Sara esperaba esa respuesta, de modo que no le sorprendió.
– Creo que te equivocas conmigo.
– ¿Y qué te hace pensar que me importa lo que tú creas?
Por su tono de frustración y por su enfado, supo que Damian estaba a punto de perder la calma. Pero a pesar de ello, decidió probar suerte.
– Mira, estás ciego y yo estoy acostumbrada a trabajar con estos casos. Lo admitas o no, me necesitas. Tienes suerte de poder contar con mis servicios, así que deberías aprovecharlos y lograr que tu vida cambie para mejor – declaró en voz baja.
Sara se sorprendió a sí misma por la insistencia que demostraba.

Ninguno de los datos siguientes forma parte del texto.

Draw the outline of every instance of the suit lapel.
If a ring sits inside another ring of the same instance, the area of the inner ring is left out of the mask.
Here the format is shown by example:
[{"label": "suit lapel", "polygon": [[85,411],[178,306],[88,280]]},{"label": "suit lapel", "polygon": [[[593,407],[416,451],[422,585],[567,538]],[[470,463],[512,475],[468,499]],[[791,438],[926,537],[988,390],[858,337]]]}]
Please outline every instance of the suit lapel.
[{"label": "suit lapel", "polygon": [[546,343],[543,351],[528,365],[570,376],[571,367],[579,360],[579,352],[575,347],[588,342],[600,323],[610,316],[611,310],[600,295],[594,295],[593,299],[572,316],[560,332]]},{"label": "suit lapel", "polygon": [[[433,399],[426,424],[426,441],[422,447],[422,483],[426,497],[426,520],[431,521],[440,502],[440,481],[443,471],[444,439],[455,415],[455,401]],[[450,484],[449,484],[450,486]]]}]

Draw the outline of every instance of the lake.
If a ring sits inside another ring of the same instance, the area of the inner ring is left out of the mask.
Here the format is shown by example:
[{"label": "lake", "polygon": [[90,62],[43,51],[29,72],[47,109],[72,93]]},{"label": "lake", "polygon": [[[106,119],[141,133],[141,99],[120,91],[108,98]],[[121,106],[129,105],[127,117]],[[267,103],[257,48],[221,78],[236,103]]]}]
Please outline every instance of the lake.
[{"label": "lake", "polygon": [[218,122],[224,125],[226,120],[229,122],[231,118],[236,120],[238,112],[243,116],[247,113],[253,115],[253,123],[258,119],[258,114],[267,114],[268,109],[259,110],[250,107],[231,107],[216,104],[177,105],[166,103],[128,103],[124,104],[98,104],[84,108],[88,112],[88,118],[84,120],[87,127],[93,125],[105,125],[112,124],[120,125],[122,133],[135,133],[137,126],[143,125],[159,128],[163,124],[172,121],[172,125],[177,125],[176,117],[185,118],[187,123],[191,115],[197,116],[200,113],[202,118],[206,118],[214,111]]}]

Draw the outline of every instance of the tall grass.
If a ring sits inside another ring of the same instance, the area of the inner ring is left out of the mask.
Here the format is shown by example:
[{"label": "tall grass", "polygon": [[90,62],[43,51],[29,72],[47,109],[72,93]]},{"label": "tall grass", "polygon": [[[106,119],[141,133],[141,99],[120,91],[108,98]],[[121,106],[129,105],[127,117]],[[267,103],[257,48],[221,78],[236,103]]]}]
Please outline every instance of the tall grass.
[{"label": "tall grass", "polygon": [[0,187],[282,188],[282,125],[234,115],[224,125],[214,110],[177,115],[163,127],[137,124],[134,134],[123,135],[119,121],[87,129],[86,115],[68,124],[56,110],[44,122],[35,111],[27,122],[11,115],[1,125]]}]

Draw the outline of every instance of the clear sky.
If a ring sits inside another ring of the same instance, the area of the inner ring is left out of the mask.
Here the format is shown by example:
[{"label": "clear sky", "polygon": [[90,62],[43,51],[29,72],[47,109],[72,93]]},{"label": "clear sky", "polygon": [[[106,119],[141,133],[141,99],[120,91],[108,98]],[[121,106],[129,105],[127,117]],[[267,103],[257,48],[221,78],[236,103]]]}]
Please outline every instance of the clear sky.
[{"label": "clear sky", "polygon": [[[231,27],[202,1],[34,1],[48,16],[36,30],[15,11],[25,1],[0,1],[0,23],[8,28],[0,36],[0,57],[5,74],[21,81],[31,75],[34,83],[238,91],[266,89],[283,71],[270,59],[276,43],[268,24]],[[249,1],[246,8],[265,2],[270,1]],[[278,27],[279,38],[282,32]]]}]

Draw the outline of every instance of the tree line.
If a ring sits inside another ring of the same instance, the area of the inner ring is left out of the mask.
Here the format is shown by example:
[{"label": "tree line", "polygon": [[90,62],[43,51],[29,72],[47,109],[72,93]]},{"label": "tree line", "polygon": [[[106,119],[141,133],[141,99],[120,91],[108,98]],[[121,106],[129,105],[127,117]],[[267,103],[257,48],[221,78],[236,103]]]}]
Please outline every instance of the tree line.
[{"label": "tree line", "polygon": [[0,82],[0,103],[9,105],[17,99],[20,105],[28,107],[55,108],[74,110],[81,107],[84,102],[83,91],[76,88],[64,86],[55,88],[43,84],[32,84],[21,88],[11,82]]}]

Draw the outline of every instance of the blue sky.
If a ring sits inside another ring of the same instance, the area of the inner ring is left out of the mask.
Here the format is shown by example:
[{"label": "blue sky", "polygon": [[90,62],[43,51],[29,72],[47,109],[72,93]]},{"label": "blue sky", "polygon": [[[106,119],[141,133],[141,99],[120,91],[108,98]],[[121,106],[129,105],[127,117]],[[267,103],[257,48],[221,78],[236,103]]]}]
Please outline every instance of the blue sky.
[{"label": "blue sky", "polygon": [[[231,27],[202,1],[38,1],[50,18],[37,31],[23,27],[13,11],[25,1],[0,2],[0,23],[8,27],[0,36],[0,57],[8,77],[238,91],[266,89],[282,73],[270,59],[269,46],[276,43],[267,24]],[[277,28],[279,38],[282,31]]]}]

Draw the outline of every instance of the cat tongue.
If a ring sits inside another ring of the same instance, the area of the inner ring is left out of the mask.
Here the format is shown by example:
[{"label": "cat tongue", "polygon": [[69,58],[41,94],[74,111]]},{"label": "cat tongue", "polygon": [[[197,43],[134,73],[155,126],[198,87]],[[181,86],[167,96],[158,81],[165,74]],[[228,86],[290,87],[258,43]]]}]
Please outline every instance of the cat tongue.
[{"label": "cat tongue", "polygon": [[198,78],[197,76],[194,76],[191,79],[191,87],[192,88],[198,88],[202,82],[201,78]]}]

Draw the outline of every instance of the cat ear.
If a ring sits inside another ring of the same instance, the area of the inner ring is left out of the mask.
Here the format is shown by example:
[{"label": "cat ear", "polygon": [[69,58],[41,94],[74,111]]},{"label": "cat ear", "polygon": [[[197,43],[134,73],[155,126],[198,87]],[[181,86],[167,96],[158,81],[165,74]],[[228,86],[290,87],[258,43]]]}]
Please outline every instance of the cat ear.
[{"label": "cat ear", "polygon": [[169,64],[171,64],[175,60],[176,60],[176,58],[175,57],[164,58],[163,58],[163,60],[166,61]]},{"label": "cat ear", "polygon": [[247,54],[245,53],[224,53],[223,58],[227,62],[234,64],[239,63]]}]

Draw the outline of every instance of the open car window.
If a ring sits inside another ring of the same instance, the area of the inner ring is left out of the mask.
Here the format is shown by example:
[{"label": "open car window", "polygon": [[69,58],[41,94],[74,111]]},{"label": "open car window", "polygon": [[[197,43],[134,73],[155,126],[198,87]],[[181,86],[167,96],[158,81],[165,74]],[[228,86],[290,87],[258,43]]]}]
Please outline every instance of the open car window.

No estaba acostumbrada a las negativas y le desagradaba enfrentarse a situaciones como aquélla, pero tampoco quería huir.
Sin embargo, el príncipe no parecía muy contento.
– ¿Qué es lo que no has entendido en mis palabras? Cuando dije que quería que te marcharas, hablaba en serio.
La llegada del segundo plato evitó a Sara la necesidad de contestar. Esta vez, los camareros les sirvieron cordero al azafrán con guarnición de arroz. Tenía muy buen aspecto, pero en ese momento estaba más preocupada por el príncipe.
Cuando volvió a mirarlo, notó que tenía algunos problemas con el cuchillo y el tenedor. Sara se mordió un labio y sintió la tentación de ayudarlo; conocía varios trucos muy buenos para solventar situaciones similares, pero sabía que no habrían sido bien recibidos.
– Bueno, ¿es que no piensas darle ningún consejo? -preguntó de repente la duquesa.
Sara levantó la mirada, sorprendida. Todo el mundo la estaba mirando, pero consiguió mantener la calma.
– Me temo que dar consejos de ese tipo, en público, no es lo más apropiado.
– Oh… Comprendo -acertó a decir la duquesa.
Karina rió.
– Vamos, tía, no pretenderás que empiece con la terapia delante de todos nosotros. Además, Damian se resistiría con uñas y dientes si estuviéramos involucrados en el asunto.